When I became a journalist in 1984 I imagined that my life would have meaning. Like many who preceded and followed, I was idealistic and passionate about the potential to change the world one story at a time.
Thirty years on I still believe that. The difference today is that the concept of journalism and change has broadened beyond my 18-year-old imagination. And my reasons for doing all the things that I have done in my career to date are far more complex than that initial desire to change the world via reporting. I made my first career leap from one large organisation to another due largely to the bright lights that were on offer. I was tantalised, hypnotised by the chance to see my byline on glossy paper in a publication that my friends and I knew intimately. But that was the one and only time I have made a product-based career decision. From then on, it was largely value-based.
As a manager and leader I discovered long ago that the value you place on an employee is only the beginning of the equation. What truly matters is how they receive it. We are feeling creatures, ranging in emotional need from none to total. The skill is in deciphering who needs what and applying appropriately. I have team members who would feel smothered if they received the same level of love and attention from me as the few who would feel vulnerable without it.
Communicate value to people
One of the reasons that many mothers make such great managers is that we know that every child is different and they require individual attention. I take the same approach to everyone who works for me. It’s not a foolproof approach and along the way I have certainly experienced a number of regrettable resignations, but communicating to an employee their value has been more effective in retaining the best people than throwing money or titles at them.
A friend shared an unfortunate, and avoidable, story with me about the time she walked out of a business purely because she had been convinced for years that she wasn’t valued. A couple of years earlier she had been interviewed for an internal promotion against a number of external candidates. Her manager made no secret of the fact that they were looking to fill the role with the best person in the country, which she welcomed. But when none of the external candidates were deemed to be capable of the role, the position remained vacant with my friend playing backfill.

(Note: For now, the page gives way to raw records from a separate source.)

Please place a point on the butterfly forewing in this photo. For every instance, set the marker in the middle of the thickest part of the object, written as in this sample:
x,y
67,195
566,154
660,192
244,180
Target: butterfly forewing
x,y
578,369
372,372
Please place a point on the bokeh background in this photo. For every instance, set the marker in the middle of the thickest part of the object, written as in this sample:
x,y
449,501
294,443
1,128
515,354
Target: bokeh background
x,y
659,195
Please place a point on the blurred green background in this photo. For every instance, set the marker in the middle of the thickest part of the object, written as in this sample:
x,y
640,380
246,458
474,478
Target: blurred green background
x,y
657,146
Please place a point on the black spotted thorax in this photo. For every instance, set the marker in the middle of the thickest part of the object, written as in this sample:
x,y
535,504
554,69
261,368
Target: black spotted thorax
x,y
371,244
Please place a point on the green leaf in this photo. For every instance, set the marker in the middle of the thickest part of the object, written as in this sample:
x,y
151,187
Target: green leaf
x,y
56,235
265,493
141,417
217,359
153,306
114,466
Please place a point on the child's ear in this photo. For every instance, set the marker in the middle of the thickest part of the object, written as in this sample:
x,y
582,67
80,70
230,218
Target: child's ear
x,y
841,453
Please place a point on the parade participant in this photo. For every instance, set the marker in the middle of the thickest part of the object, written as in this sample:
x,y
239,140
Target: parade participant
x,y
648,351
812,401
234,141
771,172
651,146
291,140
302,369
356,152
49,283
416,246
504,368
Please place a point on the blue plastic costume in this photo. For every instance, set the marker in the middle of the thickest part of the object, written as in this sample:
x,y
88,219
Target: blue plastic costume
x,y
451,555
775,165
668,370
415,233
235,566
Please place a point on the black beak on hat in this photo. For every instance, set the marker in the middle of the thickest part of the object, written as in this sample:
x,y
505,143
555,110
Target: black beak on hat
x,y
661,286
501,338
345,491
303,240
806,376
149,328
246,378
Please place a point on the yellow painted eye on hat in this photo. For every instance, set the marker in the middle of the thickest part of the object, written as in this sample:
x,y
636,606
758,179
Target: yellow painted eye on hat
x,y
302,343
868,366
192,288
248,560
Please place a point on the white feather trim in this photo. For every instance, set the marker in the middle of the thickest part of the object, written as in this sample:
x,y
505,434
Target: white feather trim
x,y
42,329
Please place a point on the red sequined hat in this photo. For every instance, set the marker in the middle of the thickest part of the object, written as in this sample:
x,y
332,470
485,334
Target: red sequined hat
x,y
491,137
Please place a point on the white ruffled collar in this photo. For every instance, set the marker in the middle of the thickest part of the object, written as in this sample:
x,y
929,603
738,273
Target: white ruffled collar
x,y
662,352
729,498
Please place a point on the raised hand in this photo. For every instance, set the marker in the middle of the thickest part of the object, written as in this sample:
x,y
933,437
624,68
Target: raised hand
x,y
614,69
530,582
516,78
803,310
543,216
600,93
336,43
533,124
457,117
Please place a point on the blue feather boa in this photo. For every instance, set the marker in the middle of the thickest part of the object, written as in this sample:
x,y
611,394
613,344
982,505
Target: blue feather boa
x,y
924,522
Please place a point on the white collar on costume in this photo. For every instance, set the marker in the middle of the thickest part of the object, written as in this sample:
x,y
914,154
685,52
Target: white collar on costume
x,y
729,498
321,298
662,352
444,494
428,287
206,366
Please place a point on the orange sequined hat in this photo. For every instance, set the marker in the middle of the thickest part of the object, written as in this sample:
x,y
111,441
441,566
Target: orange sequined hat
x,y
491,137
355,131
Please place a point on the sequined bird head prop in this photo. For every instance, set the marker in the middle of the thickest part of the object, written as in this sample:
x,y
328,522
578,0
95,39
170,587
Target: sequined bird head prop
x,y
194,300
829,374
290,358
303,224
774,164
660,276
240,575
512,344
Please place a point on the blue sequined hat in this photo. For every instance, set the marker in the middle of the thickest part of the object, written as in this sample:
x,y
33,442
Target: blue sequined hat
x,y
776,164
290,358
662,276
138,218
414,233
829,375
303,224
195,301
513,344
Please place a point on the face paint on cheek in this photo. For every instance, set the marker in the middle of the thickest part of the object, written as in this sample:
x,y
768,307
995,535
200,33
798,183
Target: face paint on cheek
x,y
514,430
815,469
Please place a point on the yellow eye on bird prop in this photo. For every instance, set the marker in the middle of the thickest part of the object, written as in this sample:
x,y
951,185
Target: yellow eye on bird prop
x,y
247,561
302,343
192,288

Don’t leave people in the dark
She was left hanging. No one communicated the situation to her. As the professional that she is, she dutifully ensured the business didn’t slide as the result of that role remaining empty. She filled in any gaps. A year later she was finally given the role but this time was informed that she ticked all the boxes so should be able to do it. My friend was shattered. Who wants to be told that they tick all the boxes? She needed to be told that her work was recognised and valued and they probably should have apologised for making her feel like someone’s leftover lunch for a year. Within a year of her taking on that promotion, the CEO of a competitor organisation took her to lunch, showered her with value statements, and she moved across to join them.
When she told me this story my immediate reaction was that it was a shame for the organisation she left that they were unable to communicate her value to them, because I know how much that organisation meant to her. She didn’t leave for more money or a bigger title. She went to join a business that would value her contribution and, more importantly, ensure that she and everyone else knew that.